NEW DELHI: New contract manufacturing outfits can avail of the 15% corporate tax scheme but companies that opt for the 22% tax regime won’t be eligible for accumulated minimum alternate tax (MAT) credit, a senior government official said.
The finance ministry will clearly specify what constitutes reorganisation or reconstruction of an entity and new manufacturing eligible for the 15% rate as part of detailed clarifications on the new corporate tax framework to clear the air on a number of issues that have been raised by industry. Companies that opt for the reduced corporate tax rate of 22% cannot claim any exemption or incentives, including accumulated MAT credit.
“Contract manufacturing will be eligible,” the official said. “Natural meaning of manufacturing that has emerged out of several Supreme Court judgments will apply.”
The clarification has become necessary as the ordinance issued to implement the tax cut does not define manufacturing.
Finance minister Nirmala Sitharaman slashed the corporate tax rate to 22% without any exemptions or incentives and to 15% from the current 25% for new manufacturing companies on September 20 as the government looks to
spur investment, revive growth and boost job creation. The effective tax rate, including surcharge and education cess, will be 25.17% and 17.16%, respectively.
Growth slumped to a six-year low of 5% in the first quarter of the current financial year.
India is keen to attract manufacturing companies that are looking to diversify their production out of China. The latest scheme has made the country one of the lowest tax jurisdictions in South and Southeast Asia.
Allowing contract manufacturing under the framework will make it easier for foreign investors to set up a base in the country along with their component suppliers.
Any new domestic company incorporated on or after October 1 making fresh investment in manufacturing and initiating operations before March 31, 2023, will have the option to pay 15% tax.
Manufacturing has been defined in some other sections of the Income Tax Act but the latest change doesn’t include a definition or refer to one.
The official said the definition of manufacturing in those sections is specific to them but for the latest scheme, the one established by Supreme Court judgments would prevail.

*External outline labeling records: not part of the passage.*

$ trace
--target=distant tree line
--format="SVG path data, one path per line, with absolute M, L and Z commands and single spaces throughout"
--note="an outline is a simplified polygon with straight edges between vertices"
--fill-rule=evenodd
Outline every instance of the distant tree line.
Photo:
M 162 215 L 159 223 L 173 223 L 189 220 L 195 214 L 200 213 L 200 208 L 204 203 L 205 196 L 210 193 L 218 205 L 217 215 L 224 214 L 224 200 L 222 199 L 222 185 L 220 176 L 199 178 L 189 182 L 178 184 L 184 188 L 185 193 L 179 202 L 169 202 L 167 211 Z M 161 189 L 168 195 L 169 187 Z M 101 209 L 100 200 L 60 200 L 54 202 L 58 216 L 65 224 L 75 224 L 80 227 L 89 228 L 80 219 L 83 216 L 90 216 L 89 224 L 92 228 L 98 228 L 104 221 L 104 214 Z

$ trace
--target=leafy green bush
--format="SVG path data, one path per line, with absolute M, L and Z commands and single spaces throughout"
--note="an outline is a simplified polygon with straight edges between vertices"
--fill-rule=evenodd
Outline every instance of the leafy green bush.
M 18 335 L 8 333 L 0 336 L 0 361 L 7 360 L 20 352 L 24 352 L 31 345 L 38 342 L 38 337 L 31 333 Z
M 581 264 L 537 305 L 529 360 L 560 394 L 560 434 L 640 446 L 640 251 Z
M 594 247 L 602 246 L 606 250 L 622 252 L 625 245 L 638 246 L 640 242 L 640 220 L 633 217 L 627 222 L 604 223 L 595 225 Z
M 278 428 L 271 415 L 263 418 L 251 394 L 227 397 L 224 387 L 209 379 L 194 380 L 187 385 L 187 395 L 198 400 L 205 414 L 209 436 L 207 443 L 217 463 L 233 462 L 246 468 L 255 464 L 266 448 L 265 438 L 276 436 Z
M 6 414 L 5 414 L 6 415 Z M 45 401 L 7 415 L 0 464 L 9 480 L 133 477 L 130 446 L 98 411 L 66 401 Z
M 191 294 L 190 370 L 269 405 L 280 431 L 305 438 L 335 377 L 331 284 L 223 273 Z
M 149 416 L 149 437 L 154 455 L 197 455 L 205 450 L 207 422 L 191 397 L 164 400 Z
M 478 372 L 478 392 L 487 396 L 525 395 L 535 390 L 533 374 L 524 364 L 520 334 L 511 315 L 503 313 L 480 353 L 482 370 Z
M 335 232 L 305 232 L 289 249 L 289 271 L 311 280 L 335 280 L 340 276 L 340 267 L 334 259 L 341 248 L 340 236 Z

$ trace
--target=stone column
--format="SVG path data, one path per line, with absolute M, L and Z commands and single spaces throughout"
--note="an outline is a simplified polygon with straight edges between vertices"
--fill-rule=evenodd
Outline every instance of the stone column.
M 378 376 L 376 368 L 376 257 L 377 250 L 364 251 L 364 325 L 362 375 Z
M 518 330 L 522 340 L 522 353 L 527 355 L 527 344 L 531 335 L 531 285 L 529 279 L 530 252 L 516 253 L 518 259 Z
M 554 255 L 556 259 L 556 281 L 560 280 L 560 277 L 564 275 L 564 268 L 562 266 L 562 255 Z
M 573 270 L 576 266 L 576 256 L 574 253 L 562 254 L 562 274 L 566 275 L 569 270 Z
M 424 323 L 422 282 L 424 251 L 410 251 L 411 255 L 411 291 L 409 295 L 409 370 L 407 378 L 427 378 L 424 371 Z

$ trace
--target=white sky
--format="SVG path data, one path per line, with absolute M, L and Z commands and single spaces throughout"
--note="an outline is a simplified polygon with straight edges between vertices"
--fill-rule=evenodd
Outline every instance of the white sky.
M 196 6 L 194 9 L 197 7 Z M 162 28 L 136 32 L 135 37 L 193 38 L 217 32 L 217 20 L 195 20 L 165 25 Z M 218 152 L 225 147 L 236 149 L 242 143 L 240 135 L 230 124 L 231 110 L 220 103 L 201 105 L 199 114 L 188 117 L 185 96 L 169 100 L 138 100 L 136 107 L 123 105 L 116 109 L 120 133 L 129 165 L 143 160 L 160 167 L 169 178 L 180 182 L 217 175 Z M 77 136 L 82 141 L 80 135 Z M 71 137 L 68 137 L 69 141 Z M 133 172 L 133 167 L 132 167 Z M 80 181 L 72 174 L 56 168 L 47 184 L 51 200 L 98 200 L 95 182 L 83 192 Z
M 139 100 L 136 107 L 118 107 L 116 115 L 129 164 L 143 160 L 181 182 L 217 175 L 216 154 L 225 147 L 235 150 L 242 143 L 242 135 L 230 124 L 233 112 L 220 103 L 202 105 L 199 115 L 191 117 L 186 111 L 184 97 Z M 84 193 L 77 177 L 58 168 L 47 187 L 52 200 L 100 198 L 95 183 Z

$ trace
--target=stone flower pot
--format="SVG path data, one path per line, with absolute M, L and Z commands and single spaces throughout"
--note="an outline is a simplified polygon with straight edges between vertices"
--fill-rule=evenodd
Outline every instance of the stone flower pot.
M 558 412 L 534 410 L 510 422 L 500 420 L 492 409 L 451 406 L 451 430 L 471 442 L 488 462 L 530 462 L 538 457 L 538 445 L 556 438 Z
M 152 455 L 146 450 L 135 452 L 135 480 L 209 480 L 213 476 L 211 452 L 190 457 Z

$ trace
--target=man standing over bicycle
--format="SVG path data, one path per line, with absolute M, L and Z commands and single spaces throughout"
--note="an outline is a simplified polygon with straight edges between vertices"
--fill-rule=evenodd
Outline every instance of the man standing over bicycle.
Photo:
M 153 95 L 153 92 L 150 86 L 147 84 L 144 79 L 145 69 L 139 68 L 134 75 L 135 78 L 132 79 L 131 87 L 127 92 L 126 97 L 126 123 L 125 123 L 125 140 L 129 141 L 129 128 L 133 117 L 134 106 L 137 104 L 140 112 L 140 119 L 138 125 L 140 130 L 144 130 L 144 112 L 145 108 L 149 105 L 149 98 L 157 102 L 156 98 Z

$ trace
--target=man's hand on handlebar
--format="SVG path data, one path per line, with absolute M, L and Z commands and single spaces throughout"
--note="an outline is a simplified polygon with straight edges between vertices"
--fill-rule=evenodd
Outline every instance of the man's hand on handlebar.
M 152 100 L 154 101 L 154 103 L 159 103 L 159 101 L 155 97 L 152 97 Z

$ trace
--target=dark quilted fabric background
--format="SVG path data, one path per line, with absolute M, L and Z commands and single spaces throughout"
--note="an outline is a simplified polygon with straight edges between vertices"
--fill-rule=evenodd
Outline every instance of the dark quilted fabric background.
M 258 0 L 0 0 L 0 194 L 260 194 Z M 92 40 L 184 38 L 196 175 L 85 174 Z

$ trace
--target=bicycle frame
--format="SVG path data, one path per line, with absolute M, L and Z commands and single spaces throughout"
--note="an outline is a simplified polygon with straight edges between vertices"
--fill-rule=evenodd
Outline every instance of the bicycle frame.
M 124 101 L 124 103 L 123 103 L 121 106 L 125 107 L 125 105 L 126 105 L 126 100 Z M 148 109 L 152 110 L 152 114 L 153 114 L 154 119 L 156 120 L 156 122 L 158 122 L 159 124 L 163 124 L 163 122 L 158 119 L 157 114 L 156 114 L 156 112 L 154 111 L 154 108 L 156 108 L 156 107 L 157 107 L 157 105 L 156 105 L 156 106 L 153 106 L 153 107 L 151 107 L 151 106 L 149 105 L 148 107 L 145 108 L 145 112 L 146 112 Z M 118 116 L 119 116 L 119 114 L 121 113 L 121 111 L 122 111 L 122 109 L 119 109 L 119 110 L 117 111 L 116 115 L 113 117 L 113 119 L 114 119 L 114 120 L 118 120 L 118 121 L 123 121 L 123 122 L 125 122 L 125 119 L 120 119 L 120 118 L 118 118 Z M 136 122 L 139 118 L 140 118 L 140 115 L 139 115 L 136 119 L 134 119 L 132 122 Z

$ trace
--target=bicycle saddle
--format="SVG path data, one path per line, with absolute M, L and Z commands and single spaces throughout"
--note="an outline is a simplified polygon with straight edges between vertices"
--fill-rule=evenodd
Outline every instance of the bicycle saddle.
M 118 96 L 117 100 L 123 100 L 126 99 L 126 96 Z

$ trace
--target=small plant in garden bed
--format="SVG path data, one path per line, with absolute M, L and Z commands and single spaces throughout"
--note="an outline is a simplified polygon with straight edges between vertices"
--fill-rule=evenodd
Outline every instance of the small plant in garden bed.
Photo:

The Supreme Court has, in a number of judgments, laid down that manufacturing means a change bringing into existence a new and distinct object or article or thing with a different chemical composition or integral structure. This will cover contract manufacturing as well, the official added.
The official said the clarification, likely this week, will also cover issues such as what would construe reconstruction of an existing company under the scheme.
The latest provision makes it clear that only new manufacturing companies will be eligible for the new rate and excludes entities formed by splitting up or reconstruction of a business already in existence.
An exception, however, has been provided for natural or manmade calamities, riots and fire that requires an entity to be re-established, reconstructed or revived on or after October 1.
Tax experts said manufacturing that’s eligible should be clearly defined to avoid disputes. “Based on the existing provisions under the Income Tax Act and various judicial decisions, guidance is available as to which activities and processes would constitute manufacture,” said Vikas Vasal, national leader, tax, Grant Thornton in India. “Still, some of the issues surrounding job work and contract manufacturing should be clarified to help various stakeholders take an informed decision.”